Тут-то Панька и был послан за волостным.
Если коротко говорить, в те смутные часы, когда армия из Москвы ушла, а неприятель где-то замешкался (Наполеон на Поклонной горе ждал бояр с ключами от города), Федька с какой-то бесшабашной компанией попал в пустой брошенный кабак, быстро и до полной потери сознания и человеческого облика набрался и очнулся только тогда, когда его, поднадавая под ребра прикладами, привели к человеку явно высокого начальственного вида. Федька, к своему ужасу, понял, что стоит перед французским генералом — как оказалось позже, перед самим комендантом Москвы Мильо.

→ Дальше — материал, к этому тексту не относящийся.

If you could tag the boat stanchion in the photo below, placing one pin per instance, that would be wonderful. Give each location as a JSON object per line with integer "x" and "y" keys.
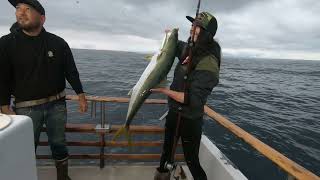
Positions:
{"x": 93, "y": 109}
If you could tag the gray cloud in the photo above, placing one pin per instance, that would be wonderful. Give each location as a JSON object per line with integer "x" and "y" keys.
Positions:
{"x": 256, "y": 27}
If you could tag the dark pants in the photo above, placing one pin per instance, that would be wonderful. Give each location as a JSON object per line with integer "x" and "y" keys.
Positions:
{"x": 190, "y": 133}
{"x": 54, "y": 116}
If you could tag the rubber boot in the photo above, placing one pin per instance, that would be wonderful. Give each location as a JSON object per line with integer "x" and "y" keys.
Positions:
{"x": 161, "y": 175}
{"x": 62, "y": 169}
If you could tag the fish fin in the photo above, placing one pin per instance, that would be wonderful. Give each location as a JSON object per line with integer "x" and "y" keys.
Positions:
{"x": 163, "y": 83}
{"x": 148, "y": 57}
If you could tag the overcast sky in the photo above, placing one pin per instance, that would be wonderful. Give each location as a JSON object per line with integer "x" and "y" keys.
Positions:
{"x": 247, "y": 28}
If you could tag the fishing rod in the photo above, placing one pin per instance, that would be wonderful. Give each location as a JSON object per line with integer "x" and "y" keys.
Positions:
{"x": 171, "y": 165}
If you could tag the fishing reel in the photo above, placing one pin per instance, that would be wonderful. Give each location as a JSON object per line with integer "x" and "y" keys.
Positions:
{"x": 172, "y": 167}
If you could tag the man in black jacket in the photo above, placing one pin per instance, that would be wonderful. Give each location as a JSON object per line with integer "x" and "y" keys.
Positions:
{"x": 188, "y": 94}
{"x": 33, "y": 67}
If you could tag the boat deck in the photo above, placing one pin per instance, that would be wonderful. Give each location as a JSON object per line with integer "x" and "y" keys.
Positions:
{"x": 119, "y": 172}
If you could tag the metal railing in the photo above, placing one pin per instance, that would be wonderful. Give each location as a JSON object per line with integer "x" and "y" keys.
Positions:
{"x": 294, "y": 170}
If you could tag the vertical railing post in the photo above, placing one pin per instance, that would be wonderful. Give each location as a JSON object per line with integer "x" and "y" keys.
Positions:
{"x": 93, "y": 109}
{"x": 102, "y": 135}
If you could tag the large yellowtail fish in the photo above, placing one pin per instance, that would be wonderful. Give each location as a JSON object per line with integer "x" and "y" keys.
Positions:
{"x": 156, "y": 71}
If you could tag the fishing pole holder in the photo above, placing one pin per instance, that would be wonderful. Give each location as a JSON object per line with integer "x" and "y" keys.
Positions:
{"x": 103, "y": 127}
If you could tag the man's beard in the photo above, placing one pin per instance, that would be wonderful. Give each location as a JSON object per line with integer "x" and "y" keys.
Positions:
{"x": 30, "y": 27}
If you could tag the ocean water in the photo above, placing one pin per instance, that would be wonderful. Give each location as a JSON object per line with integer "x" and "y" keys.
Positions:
{"x": 277, "y": 101}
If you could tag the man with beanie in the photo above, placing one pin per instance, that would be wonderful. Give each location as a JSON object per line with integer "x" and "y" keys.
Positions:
{"x": 193, "y": 81}
{"x": 34, "y": 65}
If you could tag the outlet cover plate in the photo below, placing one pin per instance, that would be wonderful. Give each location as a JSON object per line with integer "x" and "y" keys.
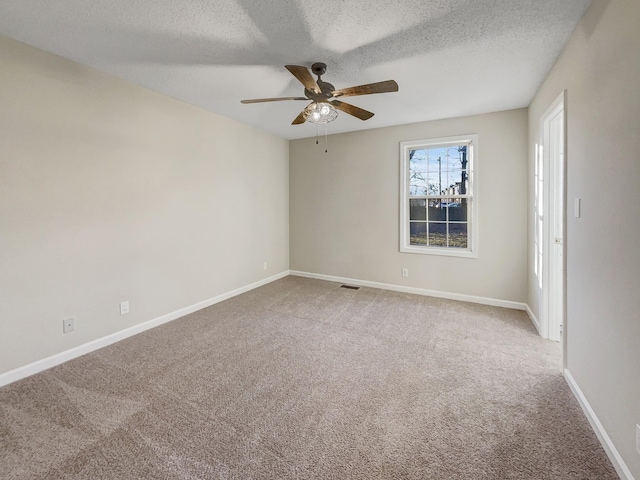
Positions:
{"x": 68, "y": 325}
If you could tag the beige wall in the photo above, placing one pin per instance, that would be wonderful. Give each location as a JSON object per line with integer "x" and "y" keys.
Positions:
{"x": 600, "y": 69}
{"x": 344, "y": 208}
{"x": 110, "y": 192}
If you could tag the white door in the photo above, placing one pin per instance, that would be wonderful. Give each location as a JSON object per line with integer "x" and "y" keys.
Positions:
{"x": 553, "y": 278}
{"x": 556, "y": 230}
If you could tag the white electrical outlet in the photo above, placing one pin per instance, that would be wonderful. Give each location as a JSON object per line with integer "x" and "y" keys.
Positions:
{"x": 68, "y": 325}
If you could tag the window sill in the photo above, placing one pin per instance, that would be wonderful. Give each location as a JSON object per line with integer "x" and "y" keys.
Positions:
{"x": 441, "y": 251}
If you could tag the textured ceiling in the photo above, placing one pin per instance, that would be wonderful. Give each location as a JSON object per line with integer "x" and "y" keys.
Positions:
{"x": 449, "y": 57}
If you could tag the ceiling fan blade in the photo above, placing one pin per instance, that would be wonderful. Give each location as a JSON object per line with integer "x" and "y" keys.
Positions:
{"x": 304, "y": 75}
{"x": 370, "y": 88}
{"x": 278, "y": 99}
{"x": 299, "y": 119}
{"x": 357, "y": 112}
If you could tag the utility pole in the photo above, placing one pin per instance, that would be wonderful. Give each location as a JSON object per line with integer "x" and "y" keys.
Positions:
{"x": 440, "y": 178}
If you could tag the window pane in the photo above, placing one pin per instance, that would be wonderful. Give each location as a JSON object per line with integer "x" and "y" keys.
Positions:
{"x": 458, "y": 210}
{"x": 458, "y": 235}
{"x": 437, "y": 212}
{"x": 418, "y": 162}
{"x": 418, "y": 184}
{"x": 438, "y": 234}
{"x": 417, "y": 209}
{"x": 436, "y": 182}
{"x": 435, "y": 156}
{"x": 418, "y": 233}
{"x": 454, "y": 160}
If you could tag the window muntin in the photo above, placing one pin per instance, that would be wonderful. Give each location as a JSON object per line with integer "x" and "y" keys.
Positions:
{"x": 437, "y": 198}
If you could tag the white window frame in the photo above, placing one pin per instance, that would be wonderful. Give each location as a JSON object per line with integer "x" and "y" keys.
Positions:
{"x": 472, "y": 196}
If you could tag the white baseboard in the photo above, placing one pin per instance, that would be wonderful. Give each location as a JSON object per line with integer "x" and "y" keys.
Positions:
{"x": 46, "y": 363}
{"x": 610, "y": 449}
{"x": 418, "y": 291}
{"x": 534, "y": 319}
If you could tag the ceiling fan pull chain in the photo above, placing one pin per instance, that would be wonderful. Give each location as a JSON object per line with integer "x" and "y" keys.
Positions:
{"x": 326, "y": 139}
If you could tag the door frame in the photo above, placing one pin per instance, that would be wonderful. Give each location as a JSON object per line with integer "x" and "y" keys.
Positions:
{"x": 554, "y": 190}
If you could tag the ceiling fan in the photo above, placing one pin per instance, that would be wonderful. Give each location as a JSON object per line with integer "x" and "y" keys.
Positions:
{"x": 324, "y": 96}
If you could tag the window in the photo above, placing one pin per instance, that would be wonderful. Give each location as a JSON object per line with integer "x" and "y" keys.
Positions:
{"x": 438, "y": 204}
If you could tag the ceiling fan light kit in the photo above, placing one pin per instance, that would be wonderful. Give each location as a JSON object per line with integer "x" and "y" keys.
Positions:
{"x": 324, "y": 104}
{"x": 320, "y": 112}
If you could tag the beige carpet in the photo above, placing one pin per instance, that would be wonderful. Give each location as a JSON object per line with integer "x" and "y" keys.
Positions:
{"x": 303, "y": 379}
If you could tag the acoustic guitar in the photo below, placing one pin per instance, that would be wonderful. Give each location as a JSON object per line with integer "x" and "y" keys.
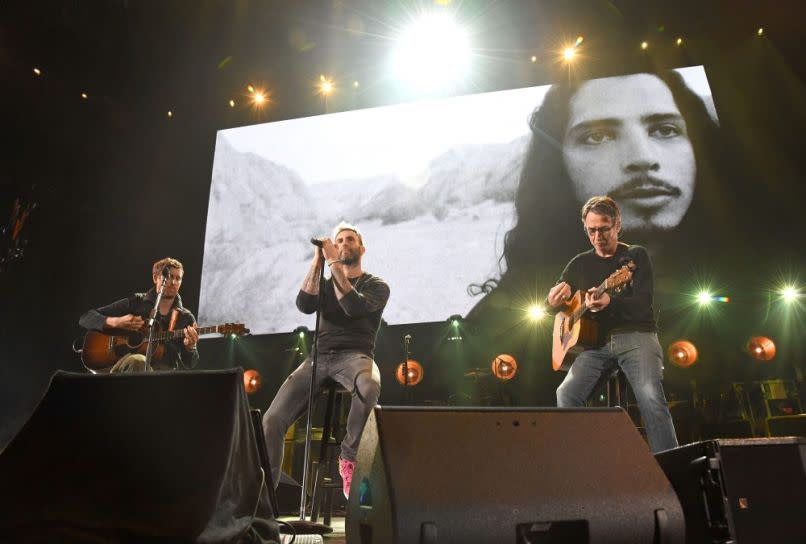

При генерале находился переводчик не французского обличья, и это обстоятельство Федьку спасло, потому что, услышав русские слова (тот, при генерале, спросил: «Кто тебя, морда, послал на поджог?»), Толстосумов, даже не вникнув в суть вопроса, а только зацепившись краешком сознания за знакомое слово «морда», зачастил словами, затравленно оглядываясь на человека в расшитом золотом мундире. («Не сам ли Наполеон?» — мелькнула дурацкая мысль.) Сбивчиво, быстро и достаточно внятно он обрисовал начало своих приключений, а что было дальше — вспомнить, как ни напрягался, не мог, заробел, чувствуя, как куда-то к пяткам просачивается холодок от неизбежности смерти.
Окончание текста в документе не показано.